Mazen Khaled and his cinematographers, Rachelle Noja and Talal Khoury, have created an impressive collection of images – imaginatively composed and textured, in some cases synergistic.  The moments in which bodies meet water, or are submerged in it, are, by turns, contemplative, ecstatic and explosive.  Although Khaled is working out of a different cultural tradition, the shots of Hassane being taken from the waterfront and, on his return home, embraced by his mother naturally suggest to European eyes paintings of Christ’s descent from the Cross and the pieta.  What makes Martyr more than a visual essay, and charges the film dramatically, is the sense that Hassane’s death, as well as being a shocking mishap, makes psychological sense.  Although it’s not definitely an act of suicide, Hassane can see no future for himself.  As Khaled explains in the ‘Director’s notes’ included in the BFI handout:

‘[On the waterfront balustrade in Beirut], two young men died performing trying to please a crowd.  … It hit me that the balustrade is the borderline of the city.  Those young divers are literally jumping out of society into their freedom.  From talking with some of them, I understood that they all come from underprivileged communities in poor neighbourhoods … It struck me that the sea is their liberty, their escape. …’
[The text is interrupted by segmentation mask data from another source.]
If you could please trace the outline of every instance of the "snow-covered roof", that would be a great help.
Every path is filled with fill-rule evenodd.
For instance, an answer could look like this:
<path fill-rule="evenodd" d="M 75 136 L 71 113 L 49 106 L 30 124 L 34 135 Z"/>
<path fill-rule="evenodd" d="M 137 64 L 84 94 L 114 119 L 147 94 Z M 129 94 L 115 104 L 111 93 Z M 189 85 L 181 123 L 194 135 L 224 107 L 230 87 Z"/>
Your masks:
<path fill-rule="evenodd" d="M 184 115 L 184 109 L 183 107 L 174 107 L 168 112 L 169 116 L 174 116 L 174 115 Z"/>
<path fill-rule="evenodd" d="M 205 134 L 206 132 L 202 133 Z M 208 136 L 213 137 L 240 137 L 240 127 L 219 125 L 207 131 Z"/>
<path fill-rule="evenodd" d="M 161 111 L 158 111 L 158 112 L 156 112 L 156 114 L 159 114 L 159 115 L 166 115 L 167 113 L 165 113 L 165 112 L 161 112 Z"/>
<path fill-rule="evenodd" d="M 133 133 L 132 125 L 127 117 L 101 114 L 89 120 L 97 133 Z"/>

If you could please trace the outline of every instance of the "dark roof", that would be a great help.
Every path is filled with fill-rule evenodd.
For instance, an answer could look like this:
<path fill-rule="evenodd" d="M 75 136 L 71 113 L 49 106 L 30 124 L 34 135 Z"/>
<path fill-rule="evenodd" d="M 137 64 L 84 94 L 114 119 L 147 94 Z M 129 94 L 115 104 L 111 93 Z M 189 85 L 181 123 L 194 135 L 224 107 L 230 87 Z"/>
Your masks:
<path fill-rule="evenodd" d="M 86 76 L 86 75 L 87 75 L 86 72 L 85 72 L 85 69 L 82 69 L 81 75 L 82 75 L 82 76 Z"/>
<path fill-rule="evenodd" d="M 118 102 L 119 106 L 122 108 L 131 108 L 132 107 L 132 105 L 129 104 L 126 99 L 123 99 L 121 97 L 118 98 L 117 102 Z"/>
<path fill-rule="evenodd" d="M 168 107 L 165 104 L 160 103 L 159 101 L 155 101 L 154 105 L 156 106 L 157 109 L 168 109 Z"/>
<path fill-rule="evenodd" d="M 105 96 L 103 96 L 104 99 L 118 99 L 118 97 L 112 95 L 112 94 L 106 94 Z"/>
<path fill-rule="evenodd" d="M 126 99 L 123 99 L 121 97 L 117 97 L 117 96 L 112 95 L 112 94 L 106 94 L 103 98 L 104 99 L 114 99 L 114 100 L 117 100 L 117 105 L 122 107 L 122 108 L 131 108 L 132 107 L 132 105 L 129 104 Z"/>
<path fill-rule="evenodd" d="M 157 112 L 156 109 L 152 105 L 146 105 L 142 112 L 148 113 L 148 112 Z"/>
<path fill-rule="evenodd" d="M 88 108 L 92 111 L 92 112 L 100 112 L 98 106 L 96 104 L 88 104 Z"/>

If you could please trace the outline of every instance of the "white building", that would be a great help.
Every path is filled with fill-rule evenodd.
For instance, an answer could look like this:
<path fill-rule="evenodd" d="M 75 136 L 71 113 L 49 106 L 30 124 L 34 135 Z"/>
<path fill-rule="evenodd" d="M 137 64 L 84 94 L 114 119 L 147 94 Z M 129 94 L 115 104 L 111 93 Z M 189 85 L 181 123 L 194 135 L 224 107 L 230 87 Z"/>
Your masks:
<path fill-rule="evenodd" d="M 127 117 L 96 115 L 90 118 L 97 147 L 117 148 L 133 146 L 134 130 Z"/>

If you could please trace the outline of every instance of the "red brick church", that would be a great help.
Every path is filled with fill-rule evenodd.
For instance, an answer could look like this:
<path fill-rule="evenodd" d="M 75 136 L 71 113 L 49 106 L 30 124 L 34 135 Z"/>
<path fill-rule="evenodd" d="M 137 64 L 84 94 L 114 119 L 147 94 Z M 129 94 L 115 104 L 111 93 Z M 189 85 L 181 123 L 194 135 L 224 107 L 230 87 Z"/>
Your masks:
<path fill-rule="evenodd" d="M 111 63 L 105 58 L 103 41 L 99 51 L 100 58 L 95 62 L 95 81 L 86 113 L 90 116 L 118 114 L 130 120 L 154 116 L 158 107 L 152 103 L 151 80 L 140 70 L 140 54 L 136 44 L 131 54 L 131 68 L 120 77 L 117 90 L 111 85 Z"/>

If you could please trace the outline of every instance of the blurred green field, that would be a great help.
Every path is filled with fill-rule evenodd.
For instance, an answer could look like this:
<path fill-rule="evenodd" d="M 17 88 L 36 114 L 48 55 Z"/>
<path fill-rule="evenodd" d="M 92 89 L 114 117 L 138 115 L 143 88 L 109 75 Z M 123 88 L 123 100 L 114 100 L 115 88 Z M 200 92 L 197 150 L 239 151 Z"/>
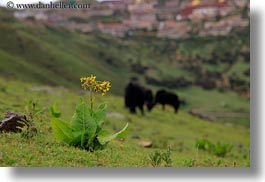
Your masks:
<path fill-rule="evenodd" d="M 79 84 L 78 80 L 76 81 Z M 152 167 L 149 155 L 166 152 L 170 147 L 173 167 L 249 167 L 250 131 L 238 124 L 224 125 L 209 122 L 189 115 L 185 110 L 178 114 L 166 107 L 162 111 L 155 107 L 141 116 L 131 115 L 124 108 L 123 98 L 111 93 L 104 97 L 97 95 L 96 102 L 108 104 L 105 128 L 115 132 L 129 123 L 124 140 L 112 141 L 102 151 L 87 152 L 70 147 L 53 136 L 49 107 L 58 102 L 62 118 L 69 121 L 80 97 L 88 100 L 88 94 L 81 94 L 58 87 L 43 87 L 20 81 L 0 79 L 1 118 L 7 110 L 25 113 L 29 100 L 38 100 L 44 112 L 34 121 L 38 133 L 31 139 L 21 138 L 14 133 L 1 133 L 0 166 L 46 166 L 46 167 Z M 118 115 L 118 117 L 117 117 Z M 199 150 L 196 141 L 208 139 L 213 143 L 233 145 L 225 157 L 218 157 Z M 152 141 L 152 148 L 143 148 L 140 141 Z M 163 167 L 160 164 L 158 167 Z"/>
<path fill-rule="evenodd" d="M 226 74 L 240 80 L 244 89 L 249 86 L 249 60 L 243 57 L 249 51 L 247 28 L 234 30 L 229 37 L 120 39 L 49 24 L 21 23 L 12 13 L 1 8 L 0 75 L 5 78 L 78 88 L 75 80 L 82 75 L 96 74 L 100 79 L 107 75 L 116 95 L 123 94 L 120 88 L 132 76 L 145 85 L 154 85 L 148 78 L 161 83 L 181 78 L 194 86 L 207 74 Z"/>

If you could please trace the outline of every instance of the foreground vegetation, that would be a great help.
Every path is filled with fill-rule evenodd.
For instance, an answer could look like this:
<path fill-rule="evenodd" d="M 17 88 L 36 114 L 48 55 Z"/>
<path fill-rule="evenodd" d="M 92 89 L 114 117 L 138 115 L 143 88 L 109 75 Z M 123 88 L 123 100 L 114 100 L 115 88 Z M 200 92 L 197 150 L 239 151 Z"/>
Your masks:
<path fill-rule="evenodd" d="M 34 120 L 37 134 L 32 138 L 20 133 L 0 134 L 0 166 L 49 166 L 49 167 L 249 167 L 249 128 L 238 124 L 220 124 L 198 119 L 172 108 L 160 107 L 141 116 L 131 115 L 123 98 L 106 95 L 97 97 L 108 105 L 104 128 L 112 133 L 129 123 L 127 136 L 109 143 L 104 150 L 88 152 L 58 141 L 51 129 L 49 107 L 56 101 L 63 120 L 70 120 L 83 92 L 65 88 L 44 87 L 19 81 L 0 80 L 2 99 L 1 118 L 7 110 L 25 113 L 30 100 L 38 100 L 43 110 Z M 104 99 L 104 100 L 103 100 Z M 207 140 L 210 150 L 203 150 L 198 142 Z M 143 148 L 140 141 L 152 141 L 151 148 Z M 219 142 L 219 144 L 218 144 Z M 231 145 L 231 151 L 222 149 Z M 205 144 L 206 146 L 206 144 Z M 223 150 L 225 155 L 216 155 Z"/>

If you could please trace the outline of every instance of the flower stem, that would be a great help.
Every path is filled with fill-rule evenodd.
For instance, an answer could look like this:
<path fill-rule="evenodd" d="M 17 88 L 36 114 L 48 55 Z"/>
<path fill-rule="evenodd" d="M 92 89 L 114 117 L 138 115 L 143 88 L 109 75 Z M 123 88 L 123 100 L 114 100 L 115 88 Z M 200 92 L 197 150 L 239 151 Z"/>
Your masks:
<path fill-rule="evenodd" d="M 90 87 L 89 92 L 90 92 L 90 109 L 93 110 L 93 88 Z"/>

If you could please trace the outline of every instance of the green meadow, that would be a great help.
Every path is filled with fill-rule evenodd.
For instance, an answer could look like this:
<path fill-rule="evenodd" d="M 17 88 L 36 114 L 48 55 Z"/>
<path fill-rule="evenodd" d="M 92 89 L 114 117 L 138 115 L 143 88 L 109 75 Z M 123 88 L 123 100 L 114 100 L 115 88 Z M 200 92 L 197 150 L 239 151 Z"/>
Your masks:
<path fill-rule="evenodd" d="M 57 140 L 51 128 L 49 107 L 56 101 L 62 118 L 70 121 L 80 97 L 88 100 L 88 93 L 66 88 L 43 87 L 20 81 L 1 79 L 1 116 L 7 110 L 25 113 L 29 100 L 38 100 L 43 112 L 36 117 L 37 134 L 23 138 L 20 133 L 1 133 L 1 166 L 46 166 L 46 167 L 249 167 L 250 133 L 241 124 L 209 122 L 189 115 L 180 109 L 178 114 L 166 107 L 162 111 L 155 107 L 142 116 L 129 113 L 124 108 L 121 96 L 97 95 L 96 103 L 107 106 L 104 128 L 111 132 L 129 123 L 124 139 L 116 139 L 104 150 L 88 152 Z M 78 80 L 77 80 L 78 84 Z M 232 145 L 224 157 L 196 146 L 198 140 L 209 140 L 214 144 Z M 151 141 L 151 148 L 139 145 L 140 141 Z M 151 156 L 169 153 L 170 163 L 155 163 Z"/>

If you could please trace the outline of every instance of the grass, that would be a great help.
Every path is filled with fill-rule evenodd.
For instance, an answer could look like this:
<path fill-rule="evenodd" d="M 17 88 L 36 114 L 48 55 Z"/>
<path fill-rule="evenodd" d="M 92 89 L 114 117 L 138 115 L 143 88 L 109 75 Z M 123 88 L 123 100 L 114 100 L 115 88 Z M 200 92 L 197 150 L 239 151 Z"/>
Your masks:
<path fill-rule="evenodd" d="M 190 87 L 179 89 L 176 93 L 188 104 L 190 103 L 190 106 L 194 109 L 211 112 L 249 112 L 249 100 L 232 91 L 220 92 L 218 90 Z M 190 107 L 186 108 L 190 109 Z"/>
<path fill-rule="evenodd" d="M 32 139 L 21 138 L 14 133 L 1 133 L 0 166 L 46 166 L 46 167 L 152 167 L 150 155 L 156 151 L 166 153 L 170 147 L 173 167 L 249 167 L 250 131 L 241 125 L 223 125 L 195 118 L 181 110 L 153 112 L 141 116 L 131 115 L 125 108 L 123 98 L 114 95 L 97 97 L 97 101 L 108 104 L 107 112 L 119 113 L 123 117 L 107 117 L 104 127 L 109 131 L 121 129 L 129 123 L 125 140 L 111 142 L 105 150 L 93 153 L 70 147 L 55 139 L 50 126 L 48 108 L 58 102 L 62 117 L 70 120 L 80 93 L 65 88 L 39 87 L 41 85 L 0 79 L 0 112 L 3 118 L 7 110 L 24 112 L 30 99 L 37 99 L 44 113 L 35 120 L 38 134 Z M 32 88 L 45 88 L 33 91 Z M 36 90 L 36 89 L 35 89 Z M 82 95 L 88 100 L 88 94 Z M 135 139 L 135 136 L 140 139 Z M 218 157 L 196 148 L 198 139 L 220 141 L 233 145 L 225 157 Z M 139 146 L 139 141 L 153 142 L 152 148 Z M 240 147 L 239 147 L 240 146 Z M 161 163 L 161 167 L 165 164 Z"/>
<path fill-rule="evenodd" d="M 118 53 L 108 51 L 104 41 L 113 41 L 112 44 L 117 47 L 117 40 L 86 36 L 63 28 L 32 28 L 18 22 L 1 22 L 0 27 L 3 35 L 0 42 L 0 72 L 6 78 L 74 88 L 73 80 L 87 72 L 97 72 L 99 78 L 108 75 L 116 88 L 123 86 L 122 78 L 126 72 L 122 69 L 122 57 L 118 58 L 119 66 L 105 61 Z M 107 50 L 103 57 L 98 55 L 101 49 Z M 123 51 L 121 56 L 124 54 Z M 116 58 L 113 57 L 114 61 L 117 61 Z M 11 70 L 12 67 L 17 71 Z M 114 92 L 120 93 L 119 90 Z"/>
Khaled gives this idea individual force in a speech, passionately delivered by Hamza Mekdad, in which Hassane laments – to Mhammad, the closest of his friends – his feelings of hopeless suffocation.   This is just before the fatal dive.

Hassane drowns about halfway through the film (which runs only 84 minutes).   The startling complexity of his death overshadows most of what comes next.  This, in combination with the primacy of images in Martyr, tends to overshadow the other characters’ reactions to the accident – even though Mostafa Fahs does an excellent job of showing Mhammad’s earlier divided feelings coalescing into bereft guilt.   Khaled may go too far in  aestheticisation when, shortly after the drowning, he flashes on screen a montage of stills summarising what will follow in the narrative and in incorporating sequences that are like stage re-enactments of Hassane’s relationship with his mother and with Mhammad (although the latter – a virtual pas de deux – is particularly lovely).  Even so, Martyr is intriguing and persuasive – the best film I can remember seeing at recent Flare (or forerunner) festivals.